Why overlapping chunks improve retrieval quality:
Semantic search works by comparing the embedding of your query to the embedding of each stored chunk. A long document contains many ideas; a single embedding for the whole document averages them all together and loses specificity. Chunking gives each idea its own embedding, making nearest-neighbour search much more precise.
The overlap matters because a sentence that straddles a chunk boundary would be cut in half without it — losing meaning. By carrying the tail of the previous chunk into the start of the next, we ensure every sentence appears whole in at least one chunk, and that the contextual "lead-in" is preserved. This reduces retrieval failures caused purely by where the chunk boundary happened to fall.
pgvector supports two approximate nearest-neighbour (ANN) index types:
| HNSW | IVFFlat | |
|---|---|---|
| Build time | Slower | Faster |
| Query speed | Fast, consistent | Fast, varies |
| Recall at low K | Very high | Good |
| Memory usage | Higher | Lower |
| Requires training | No | Yes (needs VACUUM ANALYZE + enough rows) |
| Supports concurrent inserts | Yes | Yes |
Why HNSW was chosen here:
-
No training step. IVFFlat requires a list count tuned to the number of vectors present at index creation time (
lists = sqrt(rows)). An empty or small table produces a poor IVFFlat index that must be rebuilt later. HNSW works correctly from the first insert. -
Better recall. HNSW navigates a multilevel proximity graph, achieving higher recall (fewer missed true nearest neighbours) at equivalent query latency. For a search API where result quality is the primary goal, this matters.
-
Simpler operationally. IVFFlat requires periodic
VACUUM ANALYZEand potential index rebuilds as data grows. HNSW self-organises incrementally.

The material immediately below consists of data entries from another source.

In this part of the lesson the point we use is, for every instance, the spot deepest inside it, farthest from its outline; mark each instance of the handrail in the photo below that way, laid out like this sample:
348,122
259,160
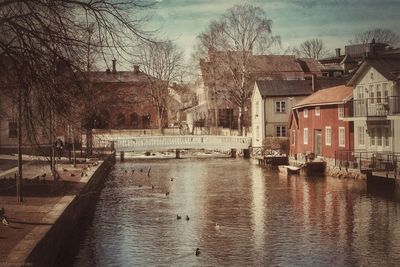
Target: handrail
135,143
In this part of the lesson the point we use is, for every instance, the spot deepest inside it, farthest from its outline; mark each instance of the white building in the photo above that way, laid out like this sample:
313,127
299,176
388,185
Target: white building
376,106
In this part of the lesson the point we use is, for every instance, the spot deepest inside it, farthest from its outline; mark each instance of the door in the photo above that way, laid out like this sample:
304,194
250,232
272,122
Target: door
318,142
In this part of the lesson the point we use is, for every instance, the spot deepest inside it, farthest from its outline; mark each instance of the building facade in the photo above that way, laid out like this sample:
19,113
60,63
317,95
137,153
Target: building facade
317,125
272,101
216,79
376,106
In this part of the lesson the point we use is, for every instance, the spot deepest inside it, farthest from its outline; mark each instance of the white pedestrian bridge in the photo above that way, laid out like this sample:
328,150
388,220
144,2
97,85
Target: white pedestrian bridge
167,142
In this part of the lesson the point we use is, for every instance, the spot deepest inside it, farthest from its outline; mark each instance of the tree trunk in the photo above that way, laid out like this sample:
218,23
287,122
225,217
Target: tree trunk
240,120
159,121
19,178
216,107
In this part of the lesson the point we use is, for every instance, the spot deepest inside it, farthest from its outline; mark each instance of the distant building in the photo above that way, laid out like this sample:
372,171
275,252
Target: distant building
316,124
215,83
354,55
272,101
376,106
124,100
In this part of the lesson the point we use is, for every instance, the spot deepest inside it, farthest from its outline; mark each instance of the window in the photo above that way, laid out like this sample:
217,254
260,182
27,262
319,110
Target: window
281,131
371,94
256,111
386,133
341,111
120,120
378,94
293,137
328,135
360,92
361,136
372,137
12,129
317,111
305,136
146,121
305,112
379,136
385,92
257,132
134,120
341,136
280,106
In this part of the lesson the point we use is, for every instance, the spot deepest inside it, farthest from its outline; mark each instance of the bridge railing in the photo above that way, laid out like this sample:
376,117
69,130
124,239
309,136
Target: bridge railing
126,143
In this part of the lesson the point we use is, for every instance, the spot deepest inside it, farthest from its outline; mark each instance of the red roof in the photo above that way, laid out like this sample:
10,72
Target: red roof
328,96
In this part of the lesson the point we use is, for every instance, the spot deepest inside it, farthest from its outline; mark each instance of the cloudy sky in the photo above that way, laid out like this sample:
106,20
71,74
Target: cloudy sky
334,21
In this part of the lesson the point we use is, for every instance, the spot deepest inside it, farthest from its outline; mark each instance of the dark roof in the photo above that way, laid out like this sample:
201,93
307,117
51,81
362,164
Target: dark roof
389,68
259,67
270,88
119,76
348,59
284,87
310,65
332,95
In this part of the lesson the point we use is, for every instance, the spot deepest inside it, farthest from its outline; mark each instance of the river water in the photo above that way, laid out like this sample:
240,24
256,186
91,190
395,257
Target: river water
264,218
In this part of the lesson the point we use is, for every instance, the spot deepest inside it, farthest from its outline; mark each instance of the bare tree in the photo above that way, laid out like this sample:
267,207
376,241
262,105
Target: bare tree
162,62
380,35
241,30
313,48
43,40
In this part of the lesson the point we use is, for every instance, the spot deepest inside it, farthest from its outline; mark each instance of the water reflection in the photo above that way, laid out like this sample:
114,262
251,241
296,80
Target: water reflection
264,218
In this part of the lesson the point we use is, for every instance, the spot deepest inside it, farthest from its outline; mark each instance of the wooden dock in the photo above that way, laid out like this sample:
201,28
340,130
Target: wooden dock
273,160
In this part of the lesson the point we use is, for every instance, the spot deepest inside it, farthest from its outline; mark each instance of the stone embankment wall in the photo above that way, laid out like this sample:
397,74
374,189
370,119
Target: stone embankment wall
335,171
59,236
345,173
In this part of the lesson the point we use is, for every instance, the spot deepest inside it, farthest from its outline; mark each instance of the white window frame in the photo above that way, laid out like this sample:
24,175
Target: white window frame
386,135
305,113
305,136
340,111
360,92
372,134
257,106
378,94
328,135
293,137
279,108
280,127
361,136
342,137
379,137
317,111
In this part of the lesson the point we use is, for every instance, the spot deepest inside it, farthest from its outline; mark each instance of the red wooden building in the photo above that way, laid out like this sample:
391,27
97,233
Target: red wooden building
316,124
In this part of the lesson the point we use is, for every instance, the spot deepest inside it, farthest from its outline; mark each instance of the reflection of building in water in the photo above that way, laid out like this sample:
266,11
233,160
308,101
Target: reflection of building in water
258,206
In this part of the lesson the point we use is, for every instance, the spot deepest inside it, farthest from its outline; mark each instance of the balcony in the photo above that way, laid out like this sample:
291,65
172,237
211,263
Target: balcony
373,107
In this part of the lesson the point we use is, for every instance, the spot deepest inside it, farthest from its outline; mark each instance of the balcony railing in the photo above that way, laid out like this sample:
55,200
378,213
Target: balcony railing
373,107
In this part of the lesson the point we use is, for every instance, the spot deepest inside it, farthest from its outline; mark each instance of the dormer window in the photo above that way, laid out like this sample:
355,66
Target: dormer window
317,111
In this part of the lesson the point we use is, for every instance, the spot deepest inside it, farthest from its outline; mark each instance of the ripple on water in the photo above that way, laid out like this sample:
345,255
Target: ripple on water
264,219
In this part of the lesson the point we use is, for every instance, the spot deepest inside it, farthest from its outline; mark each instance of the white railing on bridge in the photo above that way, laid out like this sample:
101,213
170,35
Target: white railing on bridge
147,143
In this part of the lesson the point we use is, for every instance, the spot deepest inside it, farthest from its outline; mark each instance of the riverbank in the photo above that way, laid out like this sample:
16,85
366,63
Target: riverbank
39,226
170,155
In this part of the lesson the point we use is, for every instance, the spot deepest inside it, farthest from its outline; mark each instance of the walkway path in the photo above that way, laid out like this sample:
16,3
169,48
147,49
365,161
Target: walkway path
44,201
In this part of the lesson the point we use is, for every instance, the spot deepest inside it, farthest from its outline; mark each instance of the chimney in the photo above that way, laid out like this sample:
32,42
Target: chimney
135,69
114,65
337,52
313,82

The trade-off is memory: HNSW uses more RAM per vector. For very large collections (>10M vectors) and memory-constrained deployments, IVFFlat is the right choice.
The configured parameters m=16, ef_construction=64 are pgvector's recommended defaults — a balanced starting point that works well for most datasets. Increase ef_construction (e.g. to 128) for higher recall at the cost of slower index builds.